Five Improvised Economic Decisions By The Government May Exacerbate The Situation

Former Prime Minister, Ahmed Benbitour, and former Trade Minister, Hachemi Jaâboub, have warned against the seriousness of the economic situation now gripping the country.

Both sounded the alarm, warning against a looming social explosion against a backdrop of hovering privatizations of public companies, car factories, import prohibitions, industrial property and the printing of fresh money by the Bank of Algeria.

Former Prime Minister Ahmed Benbitour  and former Government member Hachemi Jaâboub used the economic seminar organized by the Nahda movement on Tuesday in Algiers to warn against the bleak situation  stemming from the “adventurous economic decisions” taken of late by the Government. 

Mr. Benbitour did not waver to dub this adverse situation now confronting the country as “the result of gross mismanagement and utter dilution”.

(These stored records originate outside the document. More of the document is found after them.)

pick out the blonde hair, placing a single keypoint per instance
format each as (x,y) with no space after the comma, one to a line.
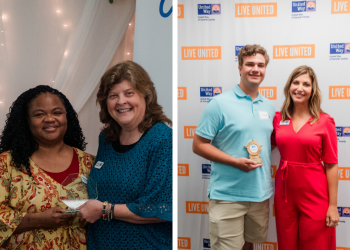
(314,100)
(252,50)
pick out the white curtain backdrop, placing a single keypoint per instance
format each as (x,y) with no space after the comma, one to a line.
(91,48)
(65,44)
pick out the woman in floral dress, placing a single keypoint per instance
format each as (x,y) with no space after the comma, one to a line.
(41,161)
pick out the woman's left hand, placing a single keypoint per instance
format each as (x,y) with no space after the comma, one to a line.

In terms of figures, Mr.  Benbitour highlighted the most important statistics that reveal the telling deterioration of the country’s economic situation. He argued to this effect that the country’s import bill is woefully continuing to rise. 

In 2001, it reached $ 12 billion dollars and in 2016, $ 68 billion dollars, he indicated. 

Moreover, “the budget of the administration increased by 47 percent in one year, in addition to a decline in the volume of exports, which fell in 2006 by 25 percent in line with the subsequent severe drop in the price of a barrel of oil on the world market”, he further underlined.

The former Trade minister, Mr. Hachemi Jaàboub, also concurred on the matter and didn’t hesitate to draw a black picture of the country’s ongoing economic juncture. 

He accused the Government of misjudging and making ambiguous decisions. 

“Despite the improved investment climate in Algeria in recent years, the country’s officials have failed to attract fresh capital, Mr. Jaàboub said, stressing that the repeated amendments brought to the investment law, had made foreigners very wary  to invest their money in Algeria, and thereby they resorted to neighboring countries such as Morocco and Tunisia because of the myriad business facilities granted there.